Mit Schönheit die Welt retten – nichts anderes will Fürst Myshkin. Eine vertrauensvolle Seele; ein Mensch, der in seinen Mitmenschen nur das Beste sieht; einer, der helfen, unterstützen, vergeben möchte. Mit Schönheit die Welt retten – ist das, fragt Regisseur Krzysztof Warlikowski, nicht auch eine Aufgabe der Kunst? "Die menschliche Natur besteht nicht darin, böse zu sein. Nach dem Krieg haben wir uns bemüht, eine bessere Welt zu erschaffen. Diese Fortschritte haben wir aber nicht erzielt. Doch Mitgefühl ist etwas, das in uns lebt. Und nur die Kunst ist in der Lage, Mitgefühl zu transportieren – um uns selbst zu heilen und uns wieder in ein Gleichgewicht zu bringen."

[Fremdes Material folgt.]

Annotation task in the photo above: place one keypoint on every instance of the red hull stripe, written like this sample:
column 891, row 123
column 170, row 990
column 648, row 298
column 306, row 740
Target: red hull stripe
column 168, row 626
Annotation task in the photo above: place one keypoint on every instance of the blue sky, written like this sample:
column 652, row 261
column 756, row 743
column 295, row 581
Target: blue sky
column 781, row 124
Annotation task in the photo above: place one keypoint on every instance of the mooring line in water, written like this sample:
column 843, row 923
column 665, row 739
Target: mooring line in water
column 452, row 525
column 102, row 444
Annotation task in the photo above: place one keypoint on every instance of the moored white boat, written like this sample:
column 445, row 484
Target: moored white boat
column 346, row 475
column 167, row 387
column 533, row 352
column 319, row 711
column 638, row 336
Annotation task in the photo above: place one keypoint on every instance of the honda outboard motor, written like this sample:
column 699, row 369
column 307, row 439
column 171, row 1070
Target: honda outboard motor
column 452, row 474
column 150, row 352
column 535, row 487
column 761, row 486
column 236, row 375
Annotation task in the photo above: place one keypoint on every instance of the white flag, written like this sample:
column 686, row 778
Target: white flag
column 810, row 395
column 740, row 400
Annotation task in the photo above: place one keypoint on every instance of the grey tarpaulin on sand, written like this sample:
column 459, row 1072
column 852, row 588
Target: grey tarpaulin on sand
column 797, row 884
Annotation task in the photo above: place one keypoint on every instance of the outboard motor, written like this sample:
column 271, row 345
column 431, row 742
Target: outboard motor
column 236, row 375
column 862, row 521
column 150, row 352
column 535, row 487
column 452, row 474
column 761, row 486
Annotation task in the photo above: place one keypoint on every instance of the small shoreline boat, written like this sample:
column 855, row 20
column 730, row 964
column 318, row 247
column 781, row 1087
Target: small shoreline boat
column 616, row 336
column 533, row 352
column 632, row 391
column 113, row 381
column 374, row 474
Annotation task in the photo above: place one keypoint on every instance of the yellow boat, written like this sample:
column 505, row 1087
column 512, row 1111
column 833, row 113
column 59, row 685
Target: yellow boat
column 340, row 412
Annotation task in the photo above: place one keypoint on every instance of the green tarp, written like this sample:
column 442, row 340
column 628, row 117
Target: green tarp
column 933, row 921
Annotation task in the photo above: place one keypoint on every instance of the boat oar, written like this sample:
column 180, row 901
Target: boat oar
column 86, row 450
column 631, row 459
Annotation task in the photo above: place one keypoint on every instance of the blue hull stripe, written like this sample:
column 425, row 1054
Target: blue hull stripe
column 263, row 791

Nur die Kunst ist in der Lage, Mitgefühl zu transportieren – um uns selbst zu heilen und uns wieder in ein Gleichgewicht zu bringen.
Böses ist nicht normal, die Welt muss geheilt werden, die Schönheit ist nicht tot, sie ist nur in Ungnade gefallen. Diese Sätze stehen über Weinbergs Leben und in seinem gesamten Werk – und ganz besonders in seinem "Idioten". Weinberg überzieht diese Aussagen mit schroffer, schneidend scharfer, brutaler Musik – aber noch mehr mit zarten Klängen von überirdischer Schönheit. Eben, wie die Titelfigur dieser Oper, nicht von dieser Welt.
Sendung: "Allegro" am 2. August 2024 ab 6:05 Uhr auf BR-KLASSIK
Kommentare (1)
Donnerstag, 08.August, 11:14 Uhr
Beate Schwärzler
"Der Idiot" ::: Dostojewski // Weinberg
"Mit Schönheit die Welt retten." - Von Michael Atzinger.
Ach, lieber Michael Atzinger, ich glaube, daran habe ich auch einmal geglaubt und es versucht. Ich wollte vielleicht nicht gleich die ganze Welt retten. Aber Seelen.
Ich gehörte zu denen, die empfänglich sind für Schönheit und die sich einfach nicht vorstellen können, daß es Menschen gibt, die sich von Schönheit nicht berühren lassen.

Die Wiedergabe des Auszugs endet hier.